Mr Lees' friend, Dr Jonathan Kaplan, told the inquest at Great Yarmouth, Norfolk, how he had broken the news to Dr Orengo.
They found Mr Lees' body lying at the edge of a clearing about a mile into the forest. He was clutching his camera bag. There was nothing to suggest Mr Lees had been attacked, robbed, or molested by a wild animal, Dr Kaplan said.
A post-mortem examination by Home Office pathologist Dr David Harrison failed to establish the cause of death. He said the body was too badly decomposed. But Dr Harrision said he examined the heart and found no evidence of disease.
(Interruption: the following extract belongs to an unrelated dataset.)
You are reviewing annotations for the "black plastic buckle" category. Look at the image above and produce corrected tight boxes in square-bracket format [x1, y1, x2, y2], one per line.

"There are a number of possibilities but if I had to choose, heatstroke would seem the most likely," he said.
Mr Lees had an almost missionary zeal towards his work. He had been in Madagascar for two weeks making a film about the effect on the forest of a nearby mining project.
He had been due to return to London on 1 January but made a last journey into the forest on New Year's Eve. He told his driver he was going into the forest for an hour and would return. When he failed to reappear a rescue operation was launched.
"Conditions were extremely hot and Mr Lees had had an exhausting two weeks," said deputy coroner, Nicholas Holroyd.
Recording an open verdict he said: "There is no evidence that foul play may have played a part in his death and I cannot speculate about the cause of death."